Indeed, the organization found its beginning in a deeply personal place for Young, an entrepreneur with extensive experience in charitable work. “In 2010,” she says, “my daughter Sophie, who was then 11 years old, and my mother, who was 88 and living with early-stage Alzheimer's, had a conflict. They didn't know how to connect. So Sophie started reading to her grandmother — and it went so well that she decided she would go to her grandmother's day program. There were 16 other people with various levels of Alzheimer's in that program. Alzheimer's is a complicated and progressive disease. Everyone deals with it a little bit differently. Some people were sleeping, some people were really scared. They didn't know what was going to happen. There hadn't been a child in their space — ever. Sophie sat down on a piano bench. The 16 adults were in a horseshoe around her, and Sophie came prepared with Dr. Seuss’s Oh, The Places You'll Go, Margaret Wise Brown’s Goodnight Moon, and Esphyr Slobodka’s Caps For Sale. She started reading. Within minutes a hush fell over the room. Followed, a few minutes later, by this incredible symbiotic joy. A sense of community. They're finishing Sophie's sentences, they're finishing the rhymes. It's a dance. And I had never seen anything like it.”

The question of aging has, perhaps, never been more prominent in the history of developed nations. People are living longer, which is, as Young is the first to acknowledge, far from an unmixed blessing. “Historically,” she notes, “there've been a few older people and there've been more younger people to support those older people. Now for the first time in history, the percentage of the elderly is increasing more rapidly than the young. One might argue, ‘Well, it's a pyramid. There's enough younger people to support the people.’” Perhaps. Yet the diseases of senescence, including all forms of dementia, are only now beginning to demand the kind of broad-spectrum attention they deserve. And, as Young points out, “caring for Alzheimer's is tricky. It's complicated. It requires training. And the people who are getting into that field are declining in numbers — though here are now 47 million people in the world living with Alzheimer's. And those are just the reported cases.”

From the confluence of these broader social factors with the happy coincidence of her daughter’s experience reading to patients, Sweet Readers was born. Almost, in Young’s telling, by happenstance. She recounts how, not long after her daughter’s first experience as a therapeutic reader, she came home from school and told her her: "Mom, everyone signed up." Young was baffled until her daughter explained that he had recruited her class to serve as therapeutic readers as well. Despite the fact that there was no existing infrastructure for the program, Young took this impetus and ran with it. She took the idea to MoMA and the Met as a potential partnership with other Alzheimer’s care programs. Within six months, they had pilot programs in place at both institutions. Before long, Young recalls, "[w]e got a phone call from the Met.  They were having an exhibit for Faith Ringgold for her poetry quilts and they wanted me to bring the Sweet Readers. And in that moment I realized, "Wow, the Met's calling. I think we have something.'"

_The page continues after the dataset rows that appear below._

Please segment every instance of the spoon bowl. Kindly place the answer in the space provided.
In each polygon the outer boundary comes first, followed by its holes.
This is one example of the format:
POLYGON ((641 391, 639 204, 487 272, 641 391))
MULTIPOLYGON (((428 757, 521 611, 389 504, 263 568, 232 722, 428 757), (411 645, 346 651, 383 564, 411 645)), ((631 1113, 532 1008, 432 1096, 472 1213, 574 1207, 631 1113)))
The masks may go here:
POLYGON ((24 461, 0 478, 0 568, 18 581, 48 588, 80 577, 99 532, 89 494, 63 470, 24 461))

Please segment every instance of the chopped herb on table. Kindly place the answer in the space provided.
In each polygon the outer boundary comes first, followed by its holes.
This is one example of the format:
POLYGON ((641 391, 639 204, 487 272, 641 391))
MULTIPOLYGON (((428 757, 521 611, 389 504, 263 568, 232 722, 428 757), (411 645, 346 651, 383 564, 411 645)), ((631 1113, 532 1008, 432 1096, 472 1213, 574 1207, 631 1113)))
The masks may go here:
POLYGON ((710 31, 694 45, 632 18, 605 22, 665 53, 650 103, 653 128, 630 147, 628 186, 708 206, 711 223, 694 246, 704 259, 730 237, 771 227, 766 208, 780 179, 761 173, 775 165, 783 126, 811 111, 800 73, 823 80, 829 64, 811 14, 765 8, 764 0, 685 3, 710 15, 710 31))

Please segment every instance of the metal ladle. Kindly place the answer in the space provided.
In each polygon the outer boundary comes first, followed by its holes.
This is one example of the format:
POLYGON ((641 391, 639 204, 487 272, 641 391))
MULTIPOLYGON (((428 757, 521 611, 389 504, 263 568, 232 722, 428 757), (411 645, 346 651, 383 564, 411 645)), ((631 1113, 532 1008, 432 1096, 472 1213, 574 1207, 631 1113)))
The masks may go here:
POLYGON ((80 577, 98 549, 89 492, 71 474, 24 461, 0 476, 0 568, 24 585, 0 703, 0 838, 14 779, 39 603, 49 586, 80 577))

The program has since expanded exponentially. Young cites the presence of Sweet Readers in three countries and across the U.S., in Chicago, Washington, and Connecticut. The Readers themselves are a diverse bunch. “Some of them are from schools with special needs,” Young says. “Some of them are from low-income schools, some of them from elite private schools. It doesn't matter. Because just like Alzheimer's has no bias, the power of a child has no bias either. It doesn't matter if your life has been centered on your special need, it doesn't matter if you've come from an area of disadvantage. You still have this amazing ability to impact a life for the better.”